Nos temas que não domino tão bem, vou à procura de artigos de investigação, evitando opinar sem fundamentação científica. Vem isto a propósito de várias análises sobre a escola que, no essencial, são fundamentadas em experiências ou crenças pessoais. O que está em causa neste contexto é a leitura da realidade com base em indicadores de convicção ou em perceções e não em números ou estudos avaliados por pares. Esta lógica de desenvolver análises com base em convicções pessoais é a mesma que está subjacente à circulação de rumores sobre as vacinas, sobre imigrantes, sobre perceção de insegurança, etc. Um tipo de argumentação em que os estudos passam a ser pouco relevantes, o que é um mau caminho para se entender com profundidade a realidade escolar e sobretudo para a modificar.

Por exemplo, não podemos falar de aumentar os índices de leitura e a forma como a escola aborda a literatura sem referirmos os dados do PISA sobre a percentagem de jovens do 9.º ano que não dominam as operações de leitura. Se queremos aumentar os índices de leitura temos de recorrer a estudos sobre a motivação para a leitura. Ou se temos um projeto cujo objetivo é exatamente promover a leitura temos de o avaliar de forma a confirmar que de facto teve impacto na frequência de leitura e capacidades de compreensão e interpretação leitora para podermos indicar caminhos de melhoria que não decorram de perceções subjetivas.

Na praça pública, discute-se sobretudo o que se deve ou não ensinar sem se analisar devidamente estudos sobre como se aprende e quais as dificuldades que levanta cada um dos objetos de aprendizagem em particular. A compreensão destas dimensões facilitaria sem dúvida melhores maneiras de ensinar.

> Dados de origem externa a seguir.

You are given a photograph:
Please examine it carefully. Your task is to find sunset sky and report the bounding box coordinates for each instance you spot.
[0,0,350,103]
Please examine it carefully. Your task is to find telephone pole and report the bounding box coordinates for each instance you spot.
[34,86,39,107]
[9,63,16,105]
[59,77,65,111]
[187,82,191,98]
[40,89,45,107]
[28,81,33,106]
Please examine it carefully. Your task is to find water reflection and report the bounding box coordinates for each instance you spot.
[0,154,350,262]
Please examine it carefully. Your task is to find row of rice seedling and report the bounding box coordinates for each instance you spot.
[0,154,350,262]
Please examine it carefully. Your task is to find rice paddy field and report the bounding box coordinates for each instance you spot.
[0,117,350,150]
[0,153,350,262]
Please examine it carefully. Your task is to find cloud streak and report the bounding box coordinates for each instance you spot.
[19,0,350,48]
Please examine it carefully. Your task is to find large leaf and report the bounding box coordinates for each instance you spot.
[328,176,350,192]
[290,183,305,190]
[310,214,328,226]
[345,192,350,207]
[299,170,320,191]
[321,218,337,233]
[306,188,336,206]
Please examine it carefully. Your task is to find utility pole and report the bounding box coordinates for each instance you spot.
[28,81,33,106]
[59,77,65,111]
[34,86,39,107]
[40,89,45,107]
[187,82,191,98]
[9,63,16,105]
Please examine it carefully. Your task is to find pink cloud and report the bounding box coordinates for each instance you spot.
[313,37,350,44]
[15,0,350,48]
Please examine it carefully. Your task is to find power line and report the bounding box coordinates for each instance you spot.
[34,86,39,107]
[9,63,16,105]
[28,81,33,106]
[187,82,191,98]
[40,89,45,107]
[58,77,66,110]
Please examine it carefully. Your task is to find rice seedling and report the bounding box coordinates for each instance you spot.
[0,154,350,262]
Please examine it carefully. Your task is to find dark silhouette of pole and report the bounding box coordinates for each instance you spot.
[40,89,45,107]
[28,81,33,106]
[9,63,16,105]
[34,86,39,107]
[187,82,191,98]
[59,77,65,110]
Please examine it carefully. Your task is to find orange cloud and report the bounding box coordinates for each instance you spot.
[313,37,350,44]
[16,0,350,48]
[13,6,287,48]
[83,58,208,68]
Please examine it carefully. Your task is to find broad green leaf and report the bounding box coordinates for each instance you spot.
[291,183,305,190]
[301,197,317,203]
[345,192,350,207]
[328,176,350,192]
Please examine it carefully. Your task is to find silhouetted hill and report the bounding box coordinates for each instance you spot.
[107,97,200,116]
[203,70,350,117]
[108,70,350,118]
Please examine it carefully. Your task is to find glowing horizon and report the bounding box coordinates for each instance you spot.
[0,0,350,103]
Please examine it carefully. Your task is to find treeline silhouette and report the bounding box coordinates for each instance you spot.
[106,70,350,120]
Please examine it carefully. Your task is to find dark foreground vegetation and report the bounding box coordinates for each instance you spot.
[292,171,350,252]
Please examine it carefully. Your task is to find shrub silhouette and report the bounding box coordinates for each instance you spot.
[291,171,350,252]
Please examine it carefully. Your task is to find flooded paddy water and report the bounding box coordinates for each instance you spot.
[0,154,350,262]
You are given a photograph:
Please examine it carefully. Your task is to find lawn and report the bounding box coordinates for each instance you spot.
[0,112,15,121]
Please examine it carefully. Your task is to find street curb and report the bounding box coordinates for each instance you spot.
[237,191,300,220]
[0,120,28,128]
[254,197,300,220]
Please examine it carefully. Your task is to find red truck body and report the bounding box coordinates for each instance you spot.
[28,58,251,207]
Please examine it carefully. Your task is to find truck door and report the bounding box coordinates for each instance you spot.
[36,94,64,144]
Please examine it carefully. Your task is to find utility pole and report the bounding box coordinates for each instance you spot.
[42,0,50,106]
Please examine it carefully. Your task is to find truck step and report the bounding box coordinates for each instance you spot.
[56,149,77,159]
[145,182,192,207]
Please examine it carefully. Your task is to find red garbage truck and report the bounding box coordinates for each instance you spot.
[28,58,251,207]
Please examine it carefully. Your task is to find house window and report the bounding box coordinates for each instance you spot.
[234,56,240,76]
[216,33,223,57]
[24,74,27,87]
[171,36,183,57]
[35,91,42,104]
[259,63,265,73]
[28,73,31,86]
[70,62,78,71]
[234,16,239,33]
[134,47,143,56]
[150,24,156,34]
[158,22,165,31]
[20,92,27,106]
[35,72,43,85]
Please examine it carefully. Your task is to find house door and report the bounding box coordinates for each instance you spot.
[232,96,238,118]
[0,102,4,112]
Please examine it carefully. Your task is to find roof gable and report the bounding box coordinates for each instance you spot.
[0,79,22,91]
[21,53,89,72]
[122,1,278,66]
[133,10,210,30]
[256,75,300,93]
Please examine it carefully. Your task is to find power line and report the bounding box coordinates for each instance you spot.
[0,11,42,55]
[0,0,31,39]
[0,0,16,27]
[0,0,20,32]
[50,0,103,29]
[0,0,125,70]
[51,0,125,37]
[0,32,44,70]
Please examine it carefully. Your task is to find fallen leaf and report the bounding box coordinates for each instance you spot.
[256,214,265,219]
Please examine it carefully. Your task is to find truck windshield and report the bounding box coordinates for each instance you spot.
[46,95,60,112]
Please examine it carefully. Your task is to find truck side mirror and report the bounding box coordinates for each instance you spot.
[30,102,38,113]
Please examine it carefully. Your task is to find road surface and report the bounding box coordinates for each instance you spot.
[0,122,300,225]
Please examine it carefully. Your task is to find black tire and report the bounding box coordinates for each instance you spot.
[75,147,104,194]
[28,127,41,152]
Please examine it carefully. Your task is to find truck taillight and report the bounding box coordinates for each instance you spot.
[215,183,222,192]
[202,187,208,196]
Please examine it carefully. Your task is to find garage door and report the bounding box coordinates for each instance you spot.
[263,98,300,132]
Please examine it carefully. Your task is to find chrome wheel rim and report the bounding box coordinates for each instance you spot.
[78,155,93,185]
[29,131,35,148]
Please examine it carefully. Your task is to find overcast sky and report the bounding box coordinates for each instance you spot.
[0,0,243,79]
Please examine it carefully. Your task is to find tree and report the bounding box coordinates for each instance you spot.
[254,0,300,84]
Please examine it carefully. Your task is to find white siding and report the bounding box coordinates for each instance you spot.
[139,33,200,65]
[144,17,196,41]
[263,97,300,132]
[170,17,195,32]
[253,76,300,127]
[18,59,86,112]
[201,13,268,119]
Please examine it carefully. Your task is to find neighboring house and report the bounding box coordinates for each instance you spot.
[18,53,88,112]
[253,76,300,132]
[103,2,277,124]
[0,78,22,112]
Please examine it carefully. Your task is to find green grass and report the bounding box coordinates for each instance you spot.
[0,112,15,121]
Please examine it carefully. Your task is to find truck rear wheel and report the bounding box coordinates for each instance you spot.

A educação e o ensino parecem muitas vezes armadilhadas não só por um excesso de processos burocráticos, mas também por um jargão que frequentemente dificulta a observação dos alunos e das suas dificuldades em particular. Por exemplo, os programas – que, aliás mudam demasiado depressa sem se ter tido tempo de avaliar o seu efeito – são apontados, muitas vezes, como um obstáculo tremendo para não se poder corresponder às necessidades de determinados alunos mais vulneráveis. Outra questão importante é a forma como as escolas são frequentemente inundadas por projetos sem que se assegure a integração nas rotinas da própria escola, ou seja, assegurada a sua continuidade. Isto porque a origem destes projetos é a mais das vezes exterior à própria escola, e por melhor que sejam os seus efeitos, estes desaparecem se não se envolver docentes e a comunidade escolar.

O mundo apresenta-se cheio de incertezas em relação às competências necessárias para o futuro. É possível que a Inteligência Artificial (IA) ajude a desenvolver estratégias de ensino personalizadas para as necessidades de cada aluno. Mas as crianças transformam-se em função das relações. Um dos papéis fundamentais da escola e das famílias será sempre o de ajudar a construir cidadãos com sentido crítico e empáticos. Estas dimensões revelam-se mais do que nunca necessárias numa altura em que muitas relações são mediadas pelas redes sociais. As redes sociais têm, hoje em dia, um papel demasiado importante na construção da identidade de muitas crianças e jovens e também na informação a que têm acesso. Não é possível voltar atrás, e, nestes contextos tão desafiantes, é preciso pensar a escola sem ser com base em discursos panfletários ou de opinião. E mais do que nunca são precisos professores que olhem e cuidem da relação.